Nevertheless, ever since I was a young boy, I’ve been fascinated and intrigued by people’s last words and final requests. Hollywood tends to dramatize these moments, often depicting sympathetic figures on their death beds, whispering secrets or heartfelt, soul-stirring words as thunder claps or the evening light fades.

The late George Gipp, immortalized by Ronald Reagan in the 1940 classic, Knute Rockne, All-American, was said to have told his old coach as he lay dying:

“I’ve got to go, Rock. It’s all right. I’m not afraid. Some time, Rock, when the team is up against it, when things are wrong, and the breaks are beating the boys, tell them to go in there, with all they’ve got, and win just one for the Gipper. I don’t know where I’ll be then, Rock. But I’ll know about it, and I’ll be happy.”

President Reagan got a lot of mileage out of that line, often using it on the campaign trail, especially as he sought a second-term.

For some, persistent guilts and burdens seem to come out in the final moments of life.

Leonardo da Vinci, considered one of the world’s greatest painters, with works including the Mona Lisa, is reported to have said, “I have offended God and mankind because my work did not reach the quality it should have.”

Baseball great Joe DiMaggio, festooned with every imaginable sports honor, was still thinking of a broken, unresolved romance from decades earlier when he died in 1999.

“I finally get to see Marilyn,” whispered “Joltin’ Joe” – remembering his late, ex-wife, Marilyn Monroe, who died tragically of suicide 37 years earlier in 1962.

Some of my favorite “last words”, though, hint at life after death.

Albert Einstein, best known for developing the theory of relativity, was in a coma inside Princeton Hospital back in 1955 when he suddenly opened his eyes.

“It’s very beautiful out there,” he said softly, before slipping away.

Spiritually speaking, it’s impossible to know what goes on inside a man’s heart. History is replete with dramatic deathbed conversions. According to those present in Palo Alto, California back in 2011, there was no such moment or declaration in Apple computer founder Steve Jobs’ final days.

However, his final words, spoken haltingly but clearly, are provocative.

Steve’s sister, Mona Simpson, revealed at his funeral that after making eye contact with everyone in the room, Jobs turned and gazed beyond them, as if looking at a scene unfolding over their shoulders.

“Oh wow!” he said. “Oh, wow! Oh, wow!”

What did he see? It’s impossible to know. But it’s fitting that the man whose life’s work revolved around the pursuit of rethinking man’s approach to the wonder of technology is the same man whose last words were wrapped in the spirit of wonder itself.
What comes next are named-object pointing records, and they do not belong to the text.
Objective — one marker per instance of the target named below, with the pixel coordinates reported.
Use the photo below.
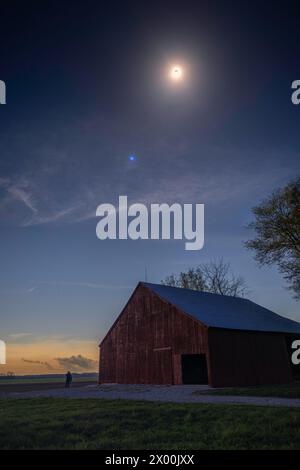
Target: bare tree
(277, 226)
(215, 277)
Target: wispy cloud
(19, 335)
(77, 363)
(42, 363)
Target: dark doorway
(194, 369)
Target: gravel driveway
(163, 393)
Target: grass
(281, 391)
(55, 423)
(21, 380)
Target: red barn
(167, 335)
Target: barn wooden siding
(248, 358)
(146, 342)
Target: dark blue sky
(85, 89)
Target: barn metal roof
(222, 311)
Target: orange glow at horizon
(40, 357)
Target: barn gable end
(159, 338)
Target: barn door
(194, 369)
(162, 366)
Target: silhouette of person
(68, 379)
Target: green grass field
(51, 423)
(282, 391)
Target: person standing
(68, 379)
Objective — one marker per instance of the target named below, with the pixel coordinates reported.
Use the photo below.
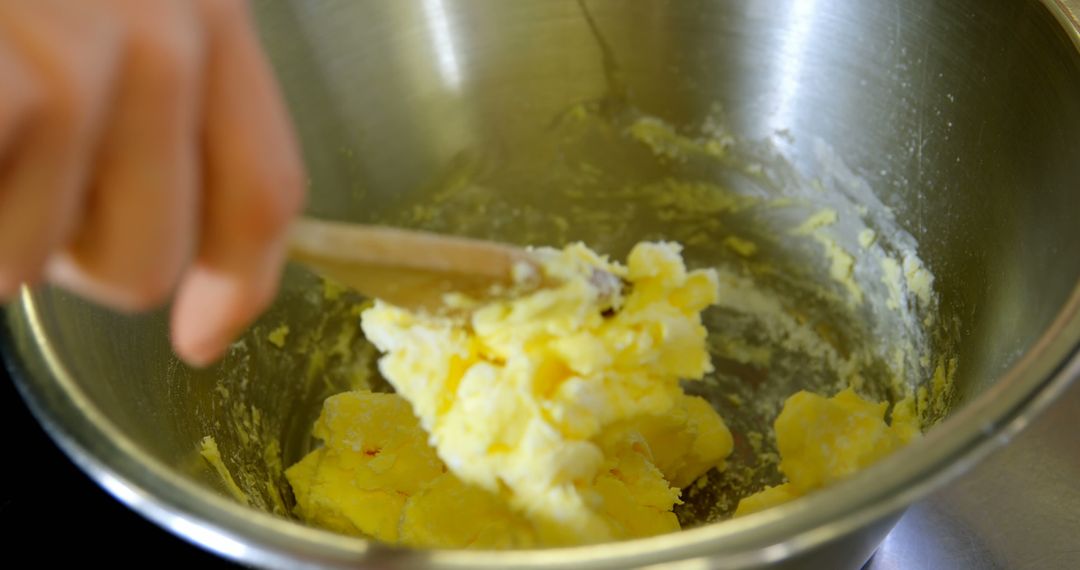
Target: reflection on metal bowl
(887, 189)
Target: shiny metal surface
(961, 118)
(1018, 509)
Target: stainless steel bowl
(950, 129)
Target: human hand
(145, 150)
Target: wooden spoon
(413, 269)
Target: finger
(67, 55)
(139, 221)
(253, 188)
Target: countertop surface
(1018, 509)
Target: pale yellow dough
(551, 420)
(822, 440)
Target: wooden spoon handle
(410, 269)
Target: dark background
(53, 512)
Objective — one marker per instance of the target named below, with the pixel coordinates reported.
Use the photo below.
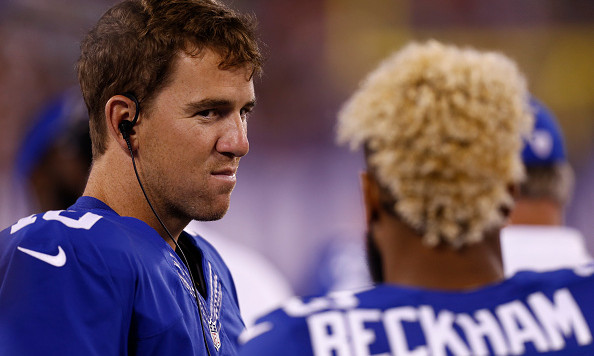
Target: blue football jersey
(529, 314)
(86, 281)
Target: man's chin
(216, 212)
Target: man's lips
(226, 173)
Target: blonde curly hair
(443, 127)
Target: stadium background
(297, 193)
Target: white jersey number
(85, 222)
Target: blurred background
(297, 200)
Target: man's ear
(120, 108)
(371, 196)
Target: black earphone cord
(172, 239)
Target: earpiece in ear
(125, 128)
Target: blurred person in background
(537, 238)
(168, 87)
(442, 129)
(54, 161)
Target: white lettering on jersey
(85, 222)
(329, 335)
(520, 327)
(561, 316)
(483, 327)
(440, 333)
(362, 338)
(545, 323)
(393, 319)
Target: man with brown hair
(442, 128)
(168, 86)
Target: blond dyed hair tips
(444, 127)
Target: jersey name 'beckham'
(541, 321)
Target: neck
(408, 261)
(112, 180)
(536, 212)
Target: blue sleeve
(277, 334)
(52, 306)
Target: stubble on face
(185, 154)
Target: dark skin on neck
(406, 260)
(537, 211)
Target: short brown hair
(132, 47)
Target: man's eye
(207, 113)
(245, 113)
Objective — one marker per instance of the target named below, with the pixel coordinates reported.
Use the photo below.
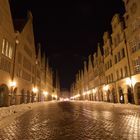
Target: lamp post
(13, 83)
(13, 86)
(34, 90)
(45, 93)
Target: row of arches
(10, 97)
(132, 95)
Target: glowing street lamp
(35, 90)
(45, 93)
(105, 88)
(13, 84)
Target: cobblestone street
(75, 121)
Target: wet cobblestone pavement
(74, 121)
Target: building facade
(114, 75)
(25, 74)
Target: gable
(5, 16)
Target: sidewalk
(113, 105)
(14, 109)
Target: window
(121, 72)
(123, 53)
(136, 64)
(10, 52)
(6, 48)
(117, 74)
(119, 56)
(115, 59)
(3, 46)
(19, 58)
(110, 63)
(118, 38)
(125, 71)
(112, 77)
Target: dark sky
(68, 30)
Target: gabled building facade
(24, 74)
(116, 73)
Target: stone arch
(4, 95)
(137, 93)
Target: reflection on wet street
(74, 121)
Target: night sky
(68, 30)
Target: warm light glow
(84, 93)
(12, 84)
(54, 96)
(94, 90)
(88, 92)
(105, 88)
(35, 89)
(45, 93)
(130, 82)
(17, 41)
(76, 96)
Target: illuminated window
(7, 48)
(10, 51)
(126, 71)
(3, 46)
(123, 53)
(121, 72)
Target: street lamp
(45, 93)
(12, 85)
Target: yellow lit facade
(25, 75)
(114, 75)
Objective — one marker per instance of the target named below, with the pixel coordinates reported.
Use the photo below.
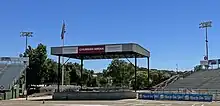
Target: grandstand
(11, 69)
(203, 79)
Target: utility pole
(206, 25)
(26, 35)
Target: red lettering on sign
(91, 49)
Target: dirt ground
(128, 102)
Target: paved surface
(128, 102)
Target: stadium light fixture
(206, 25)
(26, 35)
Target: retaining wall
(93, 95)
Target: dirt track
(130, 102)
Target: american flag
(63, 31)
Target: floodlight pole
(135, 73)
(26, 35)
(206, 25)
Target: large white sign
(70, 50)
(113, 48)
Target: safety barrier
(177, 97)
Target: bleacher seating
(204, 79)
(10, 73)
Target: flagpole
(63, 67)
(63, 31)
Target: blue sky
(168, 28)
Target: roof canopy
(105, 51)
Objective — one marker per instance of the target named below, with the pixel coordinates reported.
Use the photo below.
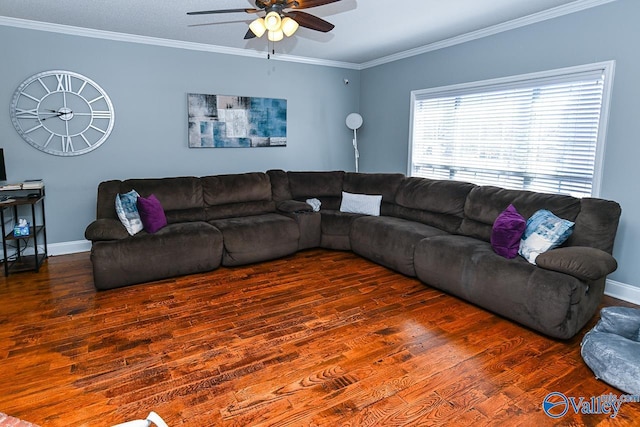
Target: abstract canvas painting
(223, 121)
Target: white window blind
(535, 132)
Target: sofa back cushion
(384, 184)
(325, 186)
(596, 224)
(433, 202)
(485, 203)
(181, 197)
(280, 190)
(236, 195)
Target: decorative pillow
(361, 203)
(507, 232)
(151, 213)
(127, 211)
(544, 231)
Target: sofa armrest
(583, 262)
(105, 229)
(293, 206)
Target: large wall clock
(62, 113)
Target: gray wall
(602, 33)
(148, 86)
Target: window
(541, 132)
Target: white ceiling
(366, 30)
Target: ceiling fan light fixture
(289, 26)
(275, 36)
(257, 27)
(272, 21)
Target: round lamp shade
(354, 121)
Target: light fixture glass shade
(289, 26)
(275, 36)
(257, 27)
(272, 21)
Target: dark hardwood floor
(321, 338)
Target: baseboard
(65, 248)
(622, 291)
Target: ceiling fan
(278, 20)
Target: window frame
(555, 75)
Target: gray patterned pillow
(127, 211)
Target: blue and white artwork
(223, 121)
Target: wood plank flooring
(322, 338)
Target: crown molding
(552, 13)
(155, 41)
(555, 12)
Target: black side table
(37, 234)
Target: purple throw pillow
(151, 213)
(507, 231)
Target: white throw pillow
(544, 232)
(361, 203)
(127, 211)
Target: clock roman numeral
(64, 82)
(98, 129)
(48, 141)
(101, 114)
(84, 83)
(26, 114)
(96, 99)
(33, 128)
(67, 144)
(86, 141)
(44, 86)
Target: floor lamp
(354, 121)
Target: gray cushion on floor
(611, 349)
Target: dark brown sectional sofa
(437, 231)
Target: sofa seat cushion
(335, 227)
(174, 250)
(547, 301)
(389, 241)
(257, 238)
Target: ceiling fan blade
(208, 12)
(309, 21)
(306, 4)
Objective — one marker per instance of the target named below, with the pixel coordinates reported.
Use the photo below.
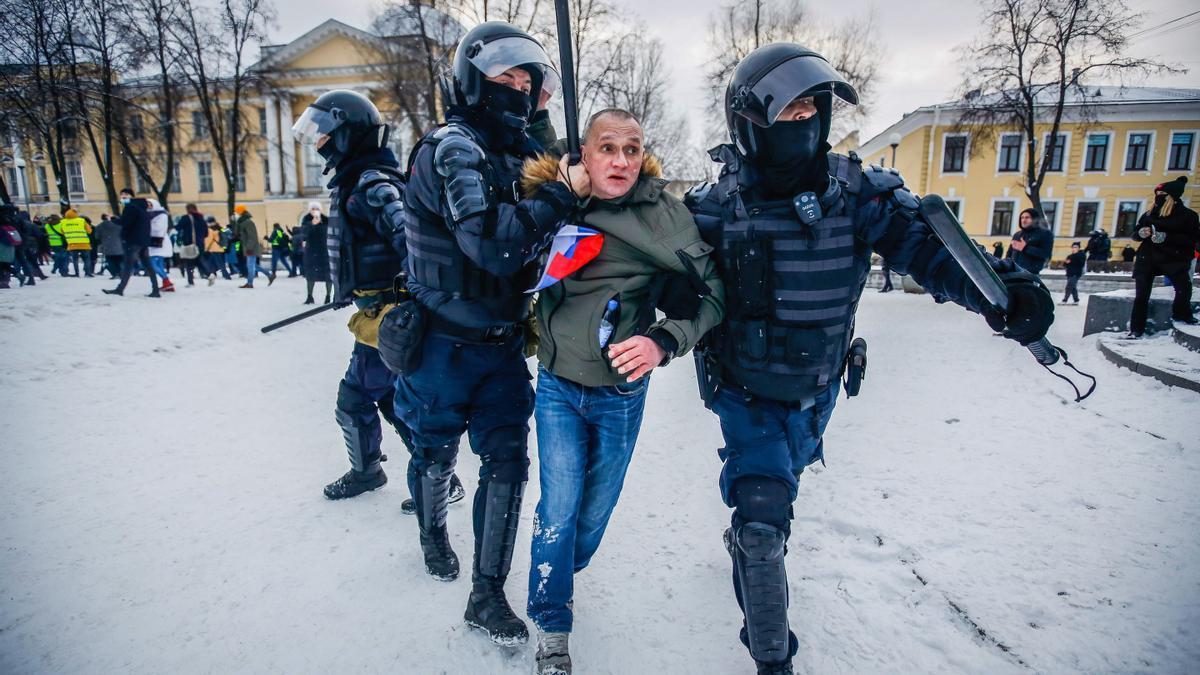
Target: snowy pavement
(162, 509)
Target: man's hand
(576, 178)
(637, 356)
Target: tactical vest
(360, 258)
(436, 262)
(792, 287)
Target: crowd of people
(145, 240)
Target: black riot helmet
(768, 79)
(348, 119)
(487, 51)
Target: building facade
(1101, 177)
(277, 177)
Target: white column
(289, 144)
(274, 179)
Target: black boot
(354, 483)
(408, 507)
(432, 495)
(497, 512)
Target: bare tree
(214, 46)
(852, 47)
(1029, 64)
(147, 127)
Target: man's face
(612, 155)
(516, 78)
(798, 109)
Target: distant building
(277, 177)
(1102, 179)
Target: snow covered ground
(162, 467)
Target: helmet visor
(313, 124)
(765, 100)
(498, 55)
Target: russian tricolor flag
(574, 248)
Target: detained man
(599, 341)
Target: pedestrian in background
(1075, 263)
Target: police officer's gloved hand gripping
(1030, 309)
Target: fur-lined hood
(544, 168)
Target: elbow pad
(457, 159)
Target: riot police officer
(366, 251)
(471, 245)
(795, 227)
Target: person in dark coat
(1032, 243)
(136, 239)
(1074, 267)
(1169, 233)
(192, 232)
(313, 230)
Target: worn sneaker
(552, 655)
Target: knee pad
(505, 455)
(762, 500)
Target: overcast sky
(918, 37)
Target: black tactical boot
(408, 507)
(432, 493)
(781, 668)
(497, 512)
(354, 483)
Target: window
(1050, 210)
(1138, 153)
(16, 183)
(75, 175)
(204, 172)
(1009, 153)
(1002, 217)
(1055, 153)
(199, 125)
(954, 154)
(1127, 217)
(137, 130)
(1097, 155)
(143, 184)
(1180, 157)
(239, 175)
(1086, 217)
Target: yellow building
(279, 177)
(1102, 179)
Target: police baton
(301, 316)
(567, 64)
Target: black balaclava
(510, 107)
(792, 157)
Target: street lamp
(894, 141)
My own mother, despite her frail condition, was reaching up with her right hand when she died, as if she were taking hold of someone else’s.

I believe she was reaching for the Mighty Hand that held and directed all 80 years of her life.

It appears unlikely that Justice Ginsburg’s final wish will be granted, a request and issue that will now inevitably sit at the center of the 2020 presidential election.

Either way, for Justice Ginsburg, her last words are recorded and her court is now adjourned.